Why Poettering's Answer Isn't
Lennart was kind enough to condescend to our level and provide his wisdom on the matter of systemd. It was a masterful piece filled with insight on the order of "from my point of view, it is the Jedi who are evil."
You'd have to be a software engineering genius like Poettering in order to understand that a values judgment can be objectively false. Only he is capable of knowing what will be valuable to users and what will be difficult for them. Any of you users out there who state otherwise are just wrong.
My favorite feature of this blog post is that he calls the belief that "systemd is not Unix" a myth and immediately proceeds to brag about how non-Unix it actually is, making it a point to berate actual Unix systems and then proceeds to claim that accusations of him being unkind to actual Unix systems are also mythical.
It's equally important to see how well he addresses non-arguments such as the accusations that petulant contrarians make about Lennart's intentions. Those of you who were actually hoping to have a real argument about the software design don't understand; if you just accept that the intent was not speed, that the intent was not change for change's sake, and that systemd isn't only for desktops, then you will understand the wisdom of its engineering perfectly.
I also love axiomatically false statements. We're told about the myth that goes "systemd could be ported to other kernels if its maintainers just wanted to." He soundly rebuts this by proceeding to list all of the reasons why he, understandably, doesn't want to but never quite explains why he couldn't port cgroups, fanotify, etc. to other systems.
So systemd can't be ported to other kernels. It's unpossible. But distros that use other kernels can still use it if they wanted to! I mean, why wouldn't they? After all the glorious features that systemd offers, they really can't afford not to use this thing that is "not the mafia." But introducing all these glorious features is not feature creep; it's just "empowering the user" with… features.

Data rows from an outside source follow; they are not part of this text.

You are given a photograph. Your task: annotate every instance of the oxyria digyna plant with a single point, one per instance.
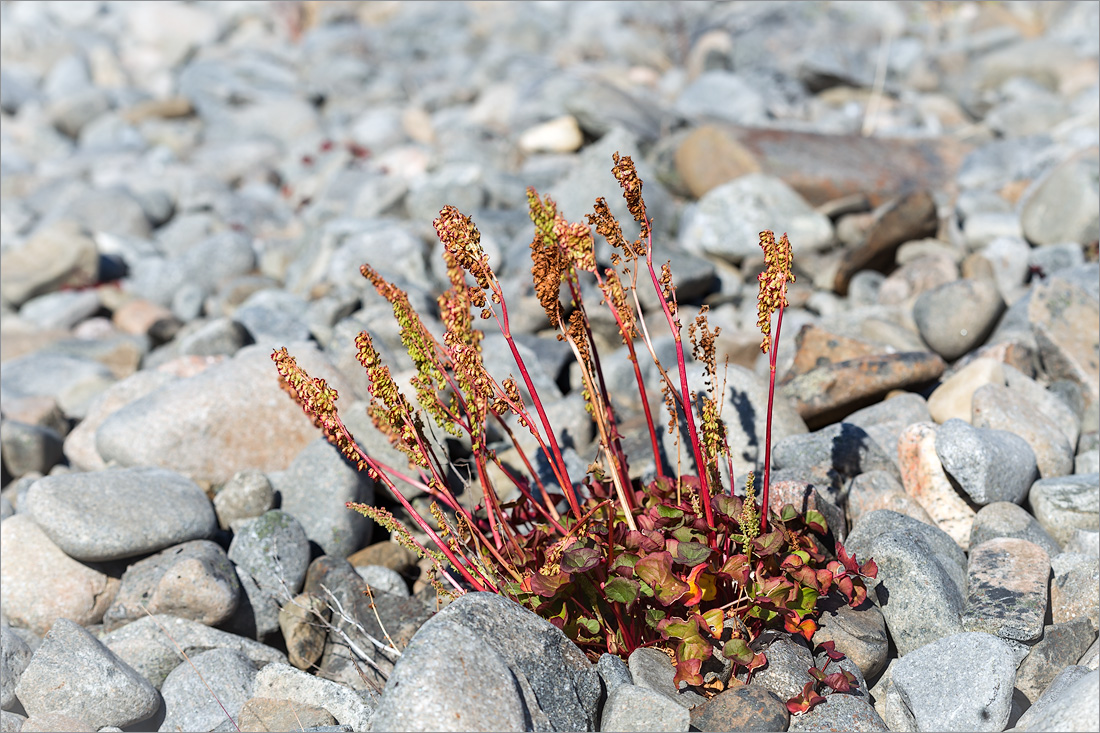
(680, 561)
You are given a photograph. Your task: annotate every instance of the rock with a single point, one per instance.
(558, 135)
(202, 692)
(1075, 576)
(263, 714)
(912, 216)
(303, 631)
(29, 448)
(1065, 504)
(554, 688)
(1009, 520)
(1073, 707)
(58, 254)
(743, 708)
(829, 392)
(279, 681)
(1058, 207)
(1058, 649)
(70, 381)
(1066, 319)
(204, 426)
(728, 219)
(953, 397)
(74, 674)
(840, 712)
(921, 584)
(152, 645)
(652, 669)
(17, 655)
(314, 491)
(924, 479)
(859, 633)
(956, 317)
(119, 513)
(42, 583)
(634, 708)
(1007, 581)
(990, 466)
(246, 495)
(999, 407)
(274, 550)
(191, 580)
(963, 682)
(787, 670)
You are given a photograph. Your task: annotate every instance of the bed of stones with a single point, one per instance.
(186, 186)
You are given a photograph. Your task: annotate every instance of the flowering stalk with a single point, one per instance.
(772, 297)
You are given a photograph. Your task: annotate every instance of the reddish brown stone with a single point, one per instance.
(912, 216)
(831, 392)
(744, 708)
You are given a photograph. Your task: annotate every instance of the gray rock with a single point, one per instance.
(1065, 504)
(314, 491)
(17, 655)
(244, 496)
(1009, 520)
(1073, 706)
(191, 580)
(152, 645)
(728, 219)
(1059, 206)
(959, 682)
(991, 466)
(652, 669)
(29, 448)
(120, 513)
(530, 676)
(273, 548)
(278, 681)
(634, 708)
(200, 693)
(75, 675)
(921, 583)
(958, 316)
(997, 406)
(72, 382)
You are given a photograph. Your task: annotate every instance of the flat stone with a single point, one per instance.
(634, 708)
(191, 580)
(956, 317)
(960, 682)
(953, 397)
(1009, 520)
(279, 681)
(554, 685)
(921, 584)
(202, 692)
(120, 513)
(152, 645)
(999, 407)
(1059, 648)
(1075, 578)
(912, 216)
(42, 583)
(924, 479)
(990, 466)
(1007, 583)
(827, 393)
(74, 674)
(1066, 319)
(743, 708)
(204, 426)
(1066, 504)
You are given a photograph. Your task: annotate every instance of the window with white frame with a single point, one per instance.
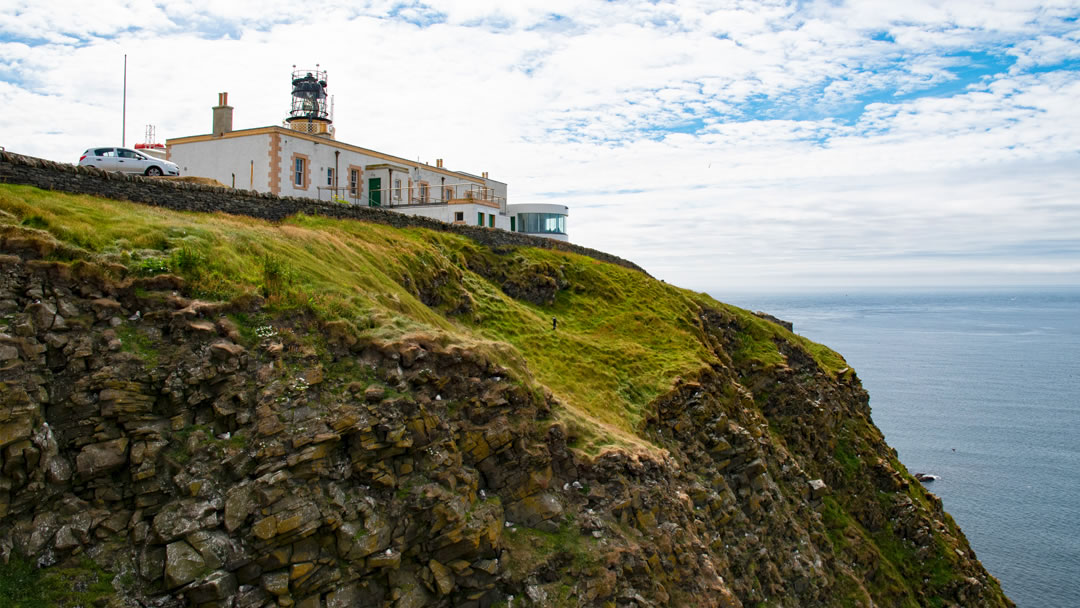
(298, 173)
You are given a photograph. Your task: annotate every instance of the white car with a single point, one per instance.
(125, 160)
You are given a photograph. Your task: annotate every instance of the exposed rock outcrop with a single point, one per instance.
(201, 462)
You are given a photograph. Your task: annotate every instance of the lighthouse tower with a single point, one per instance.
(311, 112)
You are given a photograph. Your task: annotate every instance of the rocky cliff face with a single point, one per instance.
(161, 450)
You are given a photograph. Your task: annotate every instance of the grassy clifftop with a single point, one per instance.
(622, 337)
(212, 409)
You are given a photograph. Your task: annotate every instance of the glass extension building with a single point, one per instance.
(539, 219)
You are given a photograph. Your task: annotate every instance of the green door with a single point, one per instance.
(375, 192)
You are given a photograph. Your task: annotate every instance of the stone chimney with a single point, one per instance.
(223, 116)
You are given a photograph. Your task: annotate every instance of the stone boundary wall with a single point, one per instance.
(179, 196)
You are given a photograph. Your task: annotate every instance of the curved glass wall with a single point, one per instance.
(541, 223)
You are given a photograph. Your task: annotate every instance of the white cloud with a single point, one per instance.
(710, 142)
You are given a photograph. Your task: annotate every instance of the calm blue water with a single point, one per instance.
(984, 390)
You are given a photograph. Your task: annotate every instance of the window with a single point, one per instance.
(299, 172)
(354, 181)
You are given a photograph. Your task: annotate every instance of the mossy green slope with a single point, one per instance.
(624, 341)
(622, 336)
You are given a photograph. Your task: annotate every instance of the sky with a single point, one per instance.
(724, 146)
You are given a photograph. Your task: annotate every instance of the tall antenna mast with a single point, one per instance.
(123, 118)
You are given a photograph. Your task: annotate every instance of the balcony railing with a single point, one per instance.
(311, 127)
(418, 194)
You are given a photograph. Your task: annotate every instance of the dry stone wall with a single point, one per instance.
(178, 196)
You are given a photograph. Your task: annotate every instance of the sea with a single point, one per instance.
(982, 389)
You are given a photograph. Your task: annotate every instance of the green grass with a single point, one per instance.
(622, 338)
(24, 585)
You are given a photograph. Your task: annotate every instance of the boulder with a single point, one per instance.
(183, 564)
(216, 586)
(102, 458)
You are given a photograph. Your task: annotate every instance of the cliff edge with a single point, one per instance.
(206, 409)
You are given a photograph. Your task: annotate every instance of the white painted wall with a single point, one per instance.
(223, 158)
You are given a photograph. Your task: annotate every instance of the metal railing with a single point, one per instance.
(442, 194)
(311, 127)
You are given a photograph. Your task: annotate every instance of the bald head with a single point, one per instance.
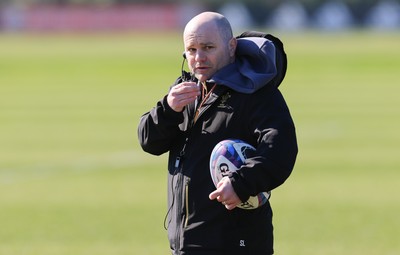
(213, 21)
(209, 44)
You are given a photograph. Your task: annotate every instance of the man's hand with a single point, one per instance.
(182, 95)
(225, 194)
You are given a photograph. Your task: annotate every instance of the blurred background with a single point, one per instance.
(76, 75)
(47, 15)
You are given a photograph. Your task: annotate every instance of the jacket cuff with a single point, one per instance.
(169, 112)
(239, 187)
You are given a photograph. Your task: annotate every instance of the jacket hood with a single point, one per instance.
(255, 66)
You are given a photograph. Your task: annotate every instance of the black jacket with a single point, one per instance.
(197, 225)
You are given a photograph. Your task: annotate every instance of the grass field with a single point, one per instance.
(73, 179)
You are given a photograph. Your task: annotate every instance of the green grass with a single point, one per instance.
(73, 179)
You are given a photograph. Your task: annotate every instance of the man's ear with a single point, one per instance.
(232, 47)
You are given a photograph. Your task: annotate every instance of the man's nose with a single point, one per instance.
(200, 56)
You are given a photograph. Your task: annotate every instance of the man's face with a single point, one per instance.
(206, 52)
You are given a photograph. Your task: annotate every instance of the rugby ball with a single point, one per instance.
(227, 157)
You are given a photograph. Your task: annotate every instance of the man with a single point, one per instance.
(231, 92)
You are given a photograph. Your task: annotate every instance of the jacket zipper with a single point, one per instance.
(179, 193)
(187, 202)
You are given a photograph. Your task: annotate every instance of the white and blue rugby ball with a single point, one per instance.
(227, 157)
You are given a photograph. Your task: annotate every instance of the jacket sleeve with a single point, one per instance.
(275, 140)
(158, 128)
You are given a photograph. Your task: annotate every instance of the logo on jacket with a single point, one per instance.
(224, 99)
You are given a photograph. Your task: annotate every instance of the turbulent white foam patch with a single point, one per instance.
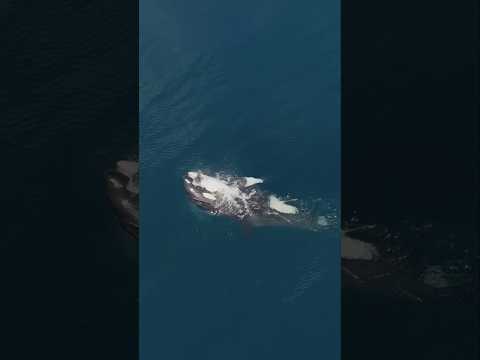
(209, 196)
(252, 181)
(280, 206)
(227, 192)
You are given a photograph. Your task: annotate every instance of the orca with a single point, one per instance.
(122, 190)
(241, 198)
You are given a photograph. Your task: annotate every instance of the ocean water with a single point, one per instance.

It's true that there really are a lot of bad arguments against systemd out there. The few of them that are objective arguments really didn't warrant this big long brain-dump; one need only show a shell script running in systemd to disprove the claim that it's not scriptable and that it's a binary configuration. But proving things is for losers; Lennart's time is better spent writing long-winded, vacuous nonsense that he hopes will manage to clear up your misconceptions.